Este assunto é constantemente abordado e não há, ainda, um entendimento definido e pacífico a respeito, haja vista que nessa situação se confrontam direitos de ambos os lados: o do condômino que tem direito ao sossego e o do outro condômino que tem direito a ter animal de estimação. O ideal é que ambos tenham consciência não só de seus direitos mas também de seus deveres.

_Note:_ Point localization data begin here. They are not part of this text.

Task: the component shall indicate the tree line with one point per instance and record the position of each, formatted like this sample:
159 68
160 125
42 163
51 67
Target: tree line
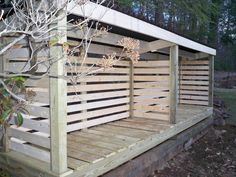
212 22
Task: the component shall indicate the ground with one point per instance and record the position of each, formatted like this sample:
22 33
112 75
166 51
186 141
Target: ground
214 155
229 96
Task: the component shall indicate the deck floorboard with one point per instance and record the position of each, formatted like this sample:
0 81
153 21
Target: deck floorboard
97 147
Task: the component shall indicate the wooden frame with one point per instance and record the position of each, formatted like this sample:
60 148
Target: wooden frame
174 59
141 97
58 100
106 15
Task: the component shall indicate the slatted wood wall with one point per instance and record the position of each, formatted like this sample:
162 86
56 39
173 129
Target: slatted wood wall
151 89
100 98
32 138
97 99
194 82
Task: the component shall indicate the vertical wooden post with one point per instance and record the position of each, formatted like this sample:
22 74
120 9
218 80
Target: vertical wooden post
4 135
58 98
211 80
174 57
131 80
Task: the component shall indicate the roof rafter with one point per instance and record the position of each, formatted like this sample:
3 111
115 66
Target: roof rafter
113 17
155 45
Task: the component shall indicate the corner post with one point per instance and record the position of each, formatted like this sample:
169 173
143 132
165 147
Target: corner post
4 138
211 80
174 57
58 97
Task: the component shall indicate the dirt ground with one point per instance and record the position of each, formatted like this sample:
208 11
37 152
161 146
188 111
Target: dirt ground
214 155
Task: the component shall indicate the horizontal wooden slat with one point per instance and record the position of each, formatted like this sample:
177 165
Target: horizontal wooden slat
157 116
194 82
191 92
156 108
151 71
150 78
194 67
95 96
195 62
91 61
184 77
184 87
194 102
30 137
151 92
42 126
91 114
194 73
32 151
191 97
97 104
38 111
97 70
152 100
19 67
96 87
156 85
149 63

O ponto pacífico em que tanto a doutrina quanto a jurisprudência chegaram é que nenhum condomínio pode proibir condôminos de manterem animais nos apartamentos ou casas, vez que este subdireito é parte do seu direito de propriedade. Mesmo em hipóteses em que há Convenções ou Regulamentos Internos dispondo nesse sentido a regra perde a eficácia, pois nenhuma lei infraconstitucional pode ir contra suas leis maiores, que são a Constituição Federal e o Código Civil.
O cerne da questão reside no fato de que o ruído produzido, desde que dentro da normalidade e do aceitável – que são 55 decibéis para o período diurno e 50 para o noturno, conforme previsto na Norma Brasileira 10.151/2000 da Associação Brasileira de Normas Técnicas –, se enquadra no direito do morador de livre disposição e uso cotidiano de sua unidade, afinal, se há vida dentro do imóvel barulhos são efetiva e normalmente produzidos, e pressupõe-se que quem se dispõe a morar em condomínio edilício o faz sabendo que terá de tolerar os importunos dos vizinhos porque, em contrapartida, os demais também estão tolerando os seus. Viver em condomínio significa concessões e limitações recíprocas.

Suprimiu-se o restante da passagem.